Sylvie had bought her a gift of a child’s tambourine and the toddler ran in circles bashing it against her shoulder and the top of her head. They all smiled.
‘You’re my hero,’ Riya said bluntly. ‘I think my sister was gonna jump with Nisha but saw that you were a good person, like an angel maybe, cos you look like an angel – do people tell you that? – and so she changed her mind.’
Sylvie felt momentarily weak but also grateful.
‘I thought you might hate me for not saving your sister,’ she said.
‘Nah, that’s dumb, that is. She was ill, my sister. No one done nothing about it cos of the whole ghostin’ thing, and so she killed herself.’
Ryan and Sylvie did not mean to, but they frowned, perplexed, not grasping the reason for Jaya’s desperation. Riya sighed. Her teachers had told her she would receive better grades if she spelled out the obvious.
‘I know you know,’ Miss Cox had said, ‘but the examiner doesn’t know you know anything.’

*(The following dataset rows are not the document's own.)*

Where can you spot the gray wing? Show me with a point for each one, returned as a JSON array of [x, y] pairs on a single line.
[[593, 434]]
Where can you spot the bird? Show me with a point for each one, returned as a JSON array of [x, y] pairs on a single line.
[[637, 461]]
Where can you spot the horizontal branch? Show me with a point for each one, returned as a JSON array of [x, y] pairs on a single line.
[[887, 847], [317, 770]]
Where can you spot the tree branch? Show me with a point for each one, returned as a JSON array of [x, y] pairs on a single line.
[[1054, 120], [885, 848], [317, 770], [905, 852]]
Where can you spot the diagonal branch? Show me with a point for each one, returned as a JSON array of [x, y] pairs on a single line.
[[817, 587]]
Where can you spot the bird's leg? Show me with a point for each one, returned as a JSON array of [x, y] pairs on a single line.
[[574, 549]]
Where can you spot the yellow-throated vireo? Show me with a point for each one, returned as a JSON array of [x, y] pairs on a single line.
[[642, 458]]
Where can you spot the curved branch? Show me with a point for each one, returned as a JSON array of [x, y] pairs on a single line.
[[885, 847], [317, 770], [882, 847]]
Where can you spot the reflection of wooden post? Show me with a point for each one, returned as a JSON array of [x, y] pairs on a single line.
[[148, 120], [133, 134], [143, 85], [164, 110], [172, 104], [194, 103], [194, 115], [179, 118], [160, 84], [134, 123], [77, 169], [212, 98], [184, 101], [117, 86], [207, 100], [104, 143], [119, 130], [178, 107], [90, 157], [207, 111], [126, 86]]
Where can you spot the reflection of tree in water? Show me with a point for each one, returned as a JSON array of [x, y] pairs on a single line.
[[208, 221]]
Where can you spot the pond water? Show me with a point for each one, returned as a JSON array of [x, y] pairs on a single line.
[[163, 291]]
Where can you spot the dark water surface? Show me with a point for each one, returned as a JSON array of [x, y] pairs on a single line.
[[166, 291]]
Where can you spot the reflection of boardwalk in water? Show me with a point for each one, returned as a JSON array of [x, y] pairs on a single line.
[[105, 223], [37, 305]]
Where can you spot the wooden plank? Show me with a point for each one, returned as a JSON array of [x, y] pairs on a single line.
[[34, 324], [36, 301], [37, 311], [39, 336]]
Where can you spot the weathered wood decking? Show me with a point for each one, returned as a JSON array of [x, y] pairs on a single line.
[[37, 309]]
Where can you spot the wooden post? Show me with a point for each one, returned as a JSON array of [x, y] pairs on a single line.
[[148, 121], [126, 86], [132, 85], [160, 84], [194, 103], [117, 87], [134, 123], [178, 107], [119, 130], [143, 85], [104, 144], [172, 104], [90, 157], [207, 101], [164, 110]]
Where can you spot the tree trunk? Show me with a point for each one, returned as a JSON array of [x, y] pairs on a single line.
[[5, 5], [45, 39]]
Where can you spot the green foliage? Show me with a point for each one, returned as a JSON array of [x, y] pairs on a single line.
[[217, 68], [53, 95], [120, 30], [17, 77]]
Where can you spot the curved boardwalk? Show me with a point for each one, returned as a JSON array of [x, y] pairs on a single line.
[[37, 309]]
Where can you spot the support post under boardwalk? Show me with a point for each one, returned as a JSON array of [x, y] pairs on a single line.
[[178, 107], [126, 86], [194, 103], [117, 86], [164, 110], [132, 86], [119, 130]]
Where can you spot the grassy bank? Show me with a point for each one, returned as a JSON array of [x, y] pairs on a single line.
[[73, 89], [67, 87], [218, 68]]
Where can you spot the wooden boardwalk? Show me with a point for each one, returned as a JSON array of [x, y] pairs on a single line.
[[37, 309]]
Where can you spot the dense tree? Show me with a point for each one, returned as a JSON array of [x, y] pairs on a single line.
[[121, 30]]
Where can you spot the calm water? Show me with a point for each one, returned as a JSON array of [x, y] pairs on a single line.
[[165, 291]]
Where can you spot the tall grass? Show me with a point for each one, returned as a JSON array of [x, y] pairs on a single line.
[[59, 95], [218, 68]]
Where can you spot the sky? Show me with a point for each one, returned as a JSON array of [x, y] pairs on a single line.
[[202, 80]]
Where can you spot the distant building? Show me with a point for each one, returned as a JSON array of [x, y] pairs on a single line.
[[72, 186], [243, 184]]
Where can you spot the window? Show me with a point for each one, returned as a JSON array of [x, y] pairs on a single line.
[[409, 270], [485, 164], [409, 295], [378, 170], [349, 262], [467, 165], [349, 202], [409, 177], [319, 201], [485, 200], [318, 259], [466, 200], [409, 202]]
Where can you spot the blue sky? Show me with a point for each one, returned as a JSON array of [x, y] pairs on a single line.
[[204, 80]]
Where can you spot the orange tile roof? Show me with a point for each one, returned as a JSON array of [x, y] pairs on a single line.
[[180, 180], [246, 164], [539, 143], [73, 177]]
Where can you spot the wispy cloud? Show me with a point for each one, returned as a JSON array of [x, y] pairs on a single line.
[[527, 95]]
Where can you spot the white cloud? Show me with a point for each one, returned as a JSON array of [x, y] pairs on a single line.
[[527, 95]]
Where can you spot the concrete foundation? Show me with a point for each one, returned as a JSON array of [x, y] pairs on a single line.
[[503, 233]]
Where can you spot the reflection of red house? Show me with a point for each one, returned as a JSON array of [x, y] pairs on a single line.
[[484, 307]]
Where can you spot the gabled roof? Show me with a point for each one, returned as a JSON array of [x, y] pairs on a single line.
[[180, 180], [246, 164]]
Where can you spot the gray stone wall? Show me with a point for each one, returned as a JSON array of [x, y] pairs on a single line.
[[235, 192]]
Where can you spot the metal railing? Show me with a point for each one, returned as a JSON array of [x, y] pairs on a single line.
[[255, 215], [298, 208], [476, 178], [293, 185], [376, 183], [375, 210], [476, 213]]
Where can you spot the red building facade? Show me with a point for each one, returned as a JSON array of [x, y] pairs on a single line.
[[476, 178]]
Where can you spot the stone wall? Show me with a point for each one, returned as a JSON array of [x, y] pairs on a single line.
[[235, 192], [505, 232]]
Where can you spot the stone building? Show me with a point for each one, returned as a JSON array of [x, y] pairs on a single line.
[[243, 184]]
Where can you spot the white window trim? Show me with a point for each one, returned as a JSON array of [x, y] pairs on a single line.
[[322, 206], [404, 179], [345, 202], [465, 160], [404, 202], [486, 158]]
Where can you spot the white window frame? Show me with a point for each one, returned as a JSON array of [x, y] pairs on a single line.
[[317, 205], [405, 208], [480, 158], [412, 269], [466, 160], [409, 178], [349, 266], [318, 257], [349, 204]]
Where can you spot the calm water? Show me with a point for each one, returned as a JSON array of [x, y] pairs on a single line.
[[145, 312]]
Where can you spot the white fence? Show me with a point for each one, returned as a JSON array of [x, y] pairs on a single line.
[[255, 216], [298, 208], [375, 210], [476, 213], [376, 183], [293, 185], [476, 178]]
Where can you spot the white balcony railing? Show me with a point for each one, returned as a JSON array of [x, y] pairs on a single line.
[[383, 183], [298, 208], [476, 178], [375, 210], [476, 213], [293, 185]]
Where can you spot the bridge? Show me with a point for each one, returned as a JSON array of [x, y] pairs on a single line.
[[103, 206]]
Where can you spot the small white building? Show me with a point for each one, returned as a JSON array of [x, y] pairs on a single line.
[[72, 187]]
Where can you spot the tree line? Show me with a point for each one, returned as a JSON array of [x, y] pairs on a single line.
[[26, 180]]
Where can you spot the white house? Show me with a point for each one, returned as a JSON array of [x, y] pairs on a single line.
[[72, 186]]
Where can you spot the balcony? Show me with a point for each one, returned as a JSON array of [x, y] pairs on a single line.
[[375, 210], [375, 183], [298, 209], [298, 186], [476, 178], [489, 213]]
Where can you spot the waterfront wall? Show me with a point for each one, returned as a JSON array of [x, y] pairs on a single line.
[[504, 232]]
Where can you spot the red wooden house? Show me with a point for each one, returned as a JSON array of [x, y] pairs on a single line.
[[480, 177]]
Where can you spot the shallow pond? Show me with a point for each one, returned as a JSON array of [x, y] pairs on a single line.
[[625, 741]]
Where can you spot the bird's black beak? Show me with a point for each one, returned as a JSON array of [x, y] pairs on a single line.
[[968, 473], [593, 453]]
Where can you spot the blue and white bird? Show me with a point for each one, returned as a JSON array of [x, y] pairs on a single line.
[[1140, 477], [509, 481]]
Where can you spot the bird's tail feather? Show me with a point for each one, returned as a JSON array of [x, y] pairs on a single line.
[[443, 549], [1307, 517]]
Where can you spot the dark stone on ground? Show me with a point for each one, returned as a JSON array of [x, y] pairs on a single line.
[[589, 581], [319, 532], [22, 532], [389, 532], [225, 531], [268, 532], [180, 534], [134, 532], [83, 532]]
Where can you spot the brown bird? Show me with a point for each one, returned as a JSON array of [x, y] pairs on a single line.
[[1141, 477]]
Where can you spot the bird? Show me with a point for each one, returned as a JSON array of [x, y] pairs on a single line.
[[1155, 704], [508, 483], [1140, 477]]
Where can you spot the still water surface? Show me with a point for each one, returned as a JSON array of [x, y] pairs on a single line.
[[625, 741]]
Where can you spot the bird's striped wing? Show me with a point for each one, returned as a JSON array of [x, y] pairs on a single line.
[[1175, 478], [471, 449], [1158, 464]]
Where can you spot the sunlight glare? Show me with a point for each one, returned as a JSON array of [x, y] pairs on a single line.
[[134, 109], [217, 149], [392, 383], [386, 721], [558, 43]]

‘Our family,’ Riya said, ‘is a little weird.’ Here she smiled encouragingly, so Ryan and Sylvie nodded.
‘Jaya was quite clever, I think, but most important is she’s the firstborn and we’re all girls and Dad has taken money, a loan thing, from this cousin. That’s how he affords th
e house and a car, but Dad’s a hard worker and turns that car –’ Jaya paused for effect and then imitated her father’s voice – ‘into our minicab business, the Harlesden Hire Service.’
The tambourine tinkled and Riya’s expression lost some of its mischievousness.
‘Anyway, you don’t need to know the detail and, man, is it boring or what, but our cousin has a son who’s supposed to marry Jaya. It’s part of the loan, see?’
Ryan and Sylvie nodded some more.
‘But me and Jaya look at his photo and he’s a toad. No question. But Mum and Dad ask her all the same if she wants to marry him and I’m listening in and I’m so proud of her cos she tells them he’s a toad and anyway she already has a boyfriend.’
Ryan remembered why he never watched EastEnders; Sylvie pictured Jaya being bold, Jaya being in love.
‘Mum tells her she’s too young to have a boyfriend and Jaya, she says –’ Riya snorted with laughter ‘– and Jaya says, “What? Too young for a boyfriend but old enough for a husband?” Priceless.’
‘Oh dear,’ Sylvie said, ‘was she forced to marry the toad?’
Riya looked at her somewhat patronizingly.
‘No,’ she said, curtly. ‘Dad had been saving up to repay the loan anyway.’
‘Ah,’ Ryan and Sylvie said in unison although they were still confused.
‘Exactly,’ Riya said. ‘End of, except my sister is pregnant and none of us met her boyfriend and Mum and Dad were a bit annoyed about the ghostin’.’
‘Ghosting?’ Ryan asked.
‘This guy, he says he loves her and he shags her and then he disappears, whoosh, gone, so we all pretend he never existed but, like, maybe, my sister missed him… but we never spoke about it.’